A journalist, Fisayo Soyombo, has been reportedly threatened over a series of reports he did exposing the rots in the police and the country’s prisons service.

A close friend of the journalist, who spoke to The PUNCH on Wednesday, said Soyombo had vacated his apartment for security reasons.

Soyombo had gone undercover to reveal how policemen from the Pedro Police Station extorted money from suspects and their families, including framing residents for offences they did not commit.

The journalist, who also spent eight days in Ikoyi prison, also showed how drug abuse, sodomy, bribery, and pimping had become the order of the day in the prison.

After the second report, Soyombo went into hiding after it was alleged that the prison service planned to prosecute him under its laws.

A close friend of the journalist told The PUNCH that the reporter had gone into hiding.

“A particular telephone number has been calling him.
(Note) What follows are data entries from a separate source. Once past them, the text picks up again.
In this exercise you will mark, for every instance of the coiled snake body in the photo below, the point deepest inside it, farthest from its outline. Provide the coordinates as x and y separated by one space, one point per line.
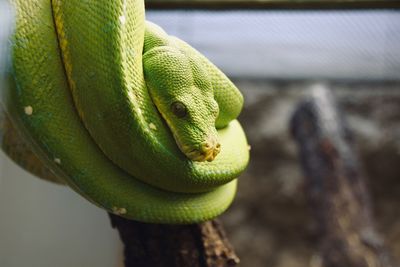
136 121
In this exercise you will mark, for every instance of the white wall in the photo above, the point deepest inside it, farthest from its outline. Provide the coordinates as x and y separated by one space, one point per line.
47 225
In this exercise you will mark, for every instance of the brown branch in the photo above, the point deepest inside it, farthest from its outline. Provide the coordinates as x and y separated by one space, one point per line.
161 245
336 187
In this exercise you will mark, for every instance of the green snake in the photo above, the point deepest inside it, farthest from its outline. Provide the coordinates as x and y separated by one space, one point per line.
136 121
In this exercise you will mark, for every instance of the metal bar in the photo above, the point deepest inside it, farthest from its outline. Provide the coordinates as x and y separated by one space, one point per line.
271 4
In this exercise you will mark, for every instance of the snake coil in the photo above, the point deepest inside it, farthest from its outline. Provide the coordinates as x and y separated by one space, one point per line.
81 101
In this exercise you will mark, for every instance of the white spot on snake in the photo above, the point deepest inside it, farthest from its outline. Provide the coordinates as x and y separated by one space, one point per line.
119 211
152 126
28 110
122 19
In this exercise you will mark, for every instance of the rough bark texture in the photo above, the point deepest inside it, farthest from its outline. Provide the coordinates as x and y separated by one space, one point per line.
336 188
160 245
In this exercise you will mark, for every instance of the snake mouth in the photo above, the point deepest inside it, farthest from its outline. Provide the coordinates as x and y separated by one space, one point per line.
205 151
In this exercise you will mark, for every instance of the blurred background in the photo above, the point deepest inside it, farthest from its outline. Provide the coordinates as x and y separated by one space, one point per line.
273 54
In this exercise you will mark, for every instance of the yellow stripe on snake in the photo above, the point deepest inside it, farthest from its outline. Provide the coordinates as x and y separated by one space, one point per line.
136 121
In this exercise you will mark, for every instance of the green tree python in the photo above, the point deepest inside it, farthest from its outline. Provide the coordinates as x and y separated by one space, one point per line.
136 121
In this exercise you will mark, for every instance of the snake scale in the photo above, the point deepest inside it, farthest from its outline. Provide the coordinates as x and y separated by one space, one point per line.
136 121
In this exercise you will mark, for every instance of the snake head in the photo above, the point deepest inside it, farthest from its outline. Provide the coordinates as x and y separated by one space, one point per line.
181 89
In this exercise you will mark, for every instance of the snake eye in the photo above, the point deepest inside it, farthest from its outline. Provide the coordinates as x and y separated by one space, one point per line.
179 109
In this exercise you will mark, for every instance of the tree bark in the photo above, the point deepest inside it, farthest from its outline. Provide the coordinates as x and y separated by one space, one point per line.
161 245
336 185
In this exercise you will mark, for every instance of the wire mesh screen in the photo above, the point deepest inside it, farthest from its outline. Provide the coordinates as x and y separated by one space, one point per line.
293 44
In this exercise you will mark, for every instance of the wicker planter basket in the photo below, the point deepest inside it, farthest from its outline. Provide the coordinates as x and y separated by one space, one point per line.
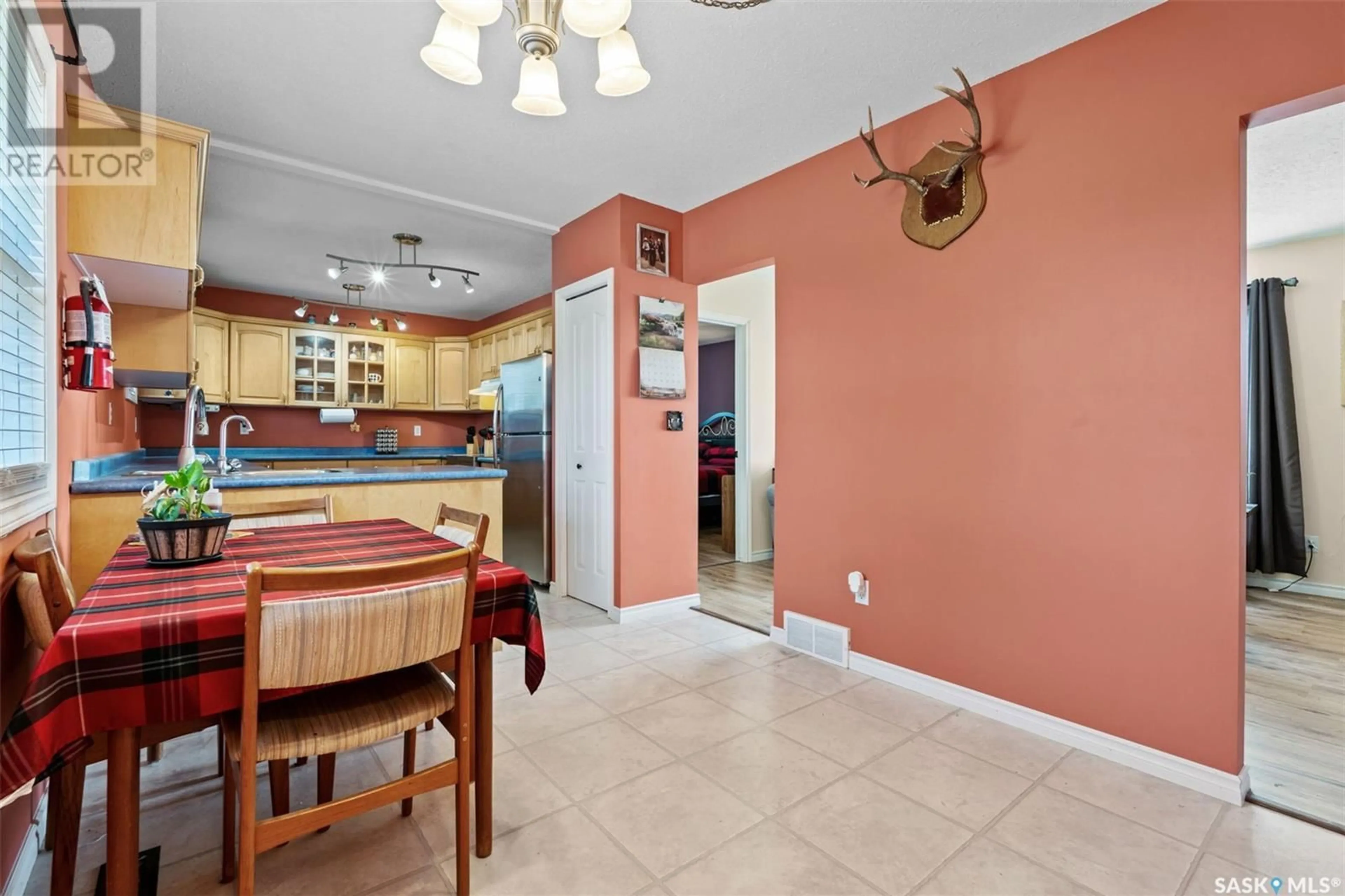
181 543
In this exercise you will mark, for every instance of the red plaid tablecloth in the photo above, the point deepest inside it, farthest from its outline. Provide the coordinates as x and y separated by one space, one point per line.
155 645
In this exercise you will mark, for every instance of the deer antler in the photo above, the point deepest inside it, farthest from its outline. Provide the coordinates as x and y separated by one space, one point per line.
884 171
973 146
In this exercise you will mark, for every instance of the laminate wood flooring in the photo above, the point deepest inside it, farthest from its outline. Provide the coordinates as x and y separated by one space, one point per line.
1296 701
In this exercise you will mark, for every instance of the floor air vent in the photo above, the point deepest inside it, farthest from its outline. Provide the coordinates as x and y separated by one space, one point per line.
817 638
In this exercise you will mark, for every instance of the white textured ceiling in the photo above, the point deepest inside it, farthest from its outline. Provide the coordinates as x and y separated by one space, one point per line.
333 97
1296 177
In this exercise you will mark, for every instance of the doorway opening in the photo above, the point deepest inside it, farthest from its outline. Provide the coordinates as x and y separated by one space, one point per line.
736 448
1293 349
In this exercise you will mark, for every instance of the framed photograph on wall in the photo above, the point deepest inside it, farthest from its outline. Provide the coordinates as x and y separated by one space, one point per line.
651 251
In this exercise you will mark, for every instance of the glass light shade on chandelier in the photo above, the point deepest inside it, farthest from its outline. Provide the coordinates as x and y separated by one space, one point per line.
478 13
453 51
595 18
538 88
621 72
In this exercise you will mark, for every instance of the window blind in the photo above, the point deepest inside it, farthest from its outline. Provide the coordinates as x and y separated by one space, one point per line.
26 456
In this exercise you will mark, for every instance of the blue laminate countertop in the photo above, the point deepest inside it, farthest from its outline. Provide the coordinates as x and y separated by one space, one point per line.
131 471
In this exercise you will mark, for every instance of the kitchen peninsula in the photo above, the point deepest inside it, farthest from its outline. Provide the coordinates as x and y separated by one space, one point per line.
364 485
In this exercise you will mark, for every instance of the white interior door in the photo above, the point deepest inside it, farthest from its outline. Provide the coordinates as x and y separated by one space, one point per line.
587 349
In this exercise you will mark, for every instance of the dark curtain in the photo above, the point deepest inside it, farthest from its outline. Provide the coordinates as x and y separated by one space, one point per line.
1276 540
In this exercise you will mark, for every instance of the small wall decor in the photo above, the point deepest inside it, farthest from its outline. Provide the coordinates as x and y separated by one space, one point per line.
945 190
662 357
651 251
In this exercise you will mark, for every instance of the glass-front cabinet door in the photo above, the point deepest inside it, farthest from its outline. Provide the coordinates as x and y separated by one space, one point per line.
314 368
368 365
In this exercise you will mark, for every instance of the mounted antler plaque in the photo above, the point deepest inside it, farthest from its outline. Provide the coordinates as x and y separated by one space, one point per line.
945 190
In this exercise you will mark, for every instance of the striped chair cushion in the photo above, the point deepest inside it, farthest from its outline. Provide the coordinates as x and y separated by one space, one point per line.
346 716
248 524
319 641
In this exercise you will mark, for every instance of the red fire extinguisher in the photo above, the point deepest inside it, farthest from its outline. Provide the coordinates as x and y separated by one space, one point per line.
87 350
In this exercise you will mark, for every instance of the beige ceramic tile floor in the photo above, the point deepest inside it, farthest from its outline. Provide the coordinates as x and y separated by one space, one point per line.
680 755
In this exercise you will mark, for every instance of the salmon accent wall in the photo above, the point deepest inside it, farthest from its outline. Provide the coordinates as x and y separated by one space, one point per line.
1043 467
654 483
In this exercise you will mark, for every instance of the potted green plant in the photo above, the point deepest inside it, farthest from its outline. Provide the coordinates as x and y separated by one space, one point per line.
182 521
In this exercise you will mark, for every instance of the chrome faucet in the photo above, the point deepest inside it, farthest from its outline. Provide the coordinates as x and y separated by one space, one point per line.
244 428
195 409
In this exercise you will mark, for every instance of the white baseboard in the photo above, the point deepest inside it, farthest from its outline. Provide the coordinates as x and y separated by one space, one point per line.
639 611
1316 588
27 859
1204 779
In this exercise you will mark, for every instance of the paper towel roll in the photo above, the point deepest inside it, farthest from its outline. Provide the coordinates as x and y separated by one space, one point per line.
337 415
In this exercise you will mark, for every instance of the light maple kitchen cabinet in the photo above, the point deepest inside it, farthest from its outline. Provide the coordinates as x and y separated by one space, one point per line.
210 336
259 364
149 216
490 366
413 376
532 338
453 380
314 369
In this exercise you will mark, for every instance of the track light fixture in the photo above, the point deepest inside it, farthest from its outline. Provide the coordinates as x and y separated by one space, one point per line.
378 271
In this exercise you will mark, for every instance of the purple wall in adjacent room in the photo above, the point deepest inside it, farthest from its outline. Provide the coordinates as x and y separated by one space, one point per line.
716 379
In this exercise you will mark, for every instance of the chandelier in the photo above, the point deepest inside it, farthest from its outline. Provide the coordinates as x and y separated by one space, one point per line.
537 29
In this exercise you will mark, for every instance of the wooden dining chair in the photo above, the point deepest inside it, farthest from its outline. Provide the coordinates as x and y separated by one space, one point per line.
370 659
46 599
462 526
268 515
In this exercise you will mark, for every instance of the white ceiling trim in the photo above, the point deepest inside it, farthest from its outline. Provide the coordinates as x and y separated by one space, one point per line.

Whenever he calls it back, the line becomes unreachable. It appears they are monitoring his movement.

“He was told while in prison that if his story was published, he could be assassinated because some of those implicated officials had spent over 25 years in service and they could not watch him destroy their career because they collected N500 or N1,000 as a bribe.

“One of those implicated has just two to three years remaining in service,” the friend said.

Some Nigerians, including Twitter influencers, had taken to the social media to call for Soyombo’s protection, saying he deserved commendation and not prosecution.

The Lagos State Police Public Relations Officer, DSP Bala Elkana, said he was not aware of any plan to arrest the journalist, adding that the force headquarters had already started investigating the issues raised in the report.

The spokesperson for the Nigerian Correctional Service (formerly Nigeria Prisons Service), Francis Enobore, laughed off the allegation that the service planned to arrest Soyombo.

He said the government agency did not have such power and could not contemplate it.

Enobore said, “We have a tradition of partnering with journalists. We work hand in hand with reporters because without them to help us identify areas and gaps, we will not be at our best. So, why are we now going to be chasing journalists for arrests, when we also rely on them to disseminate our good work?

“It is not in our character and we will never do such. There is nothing that he has written that will warrant us running after him.”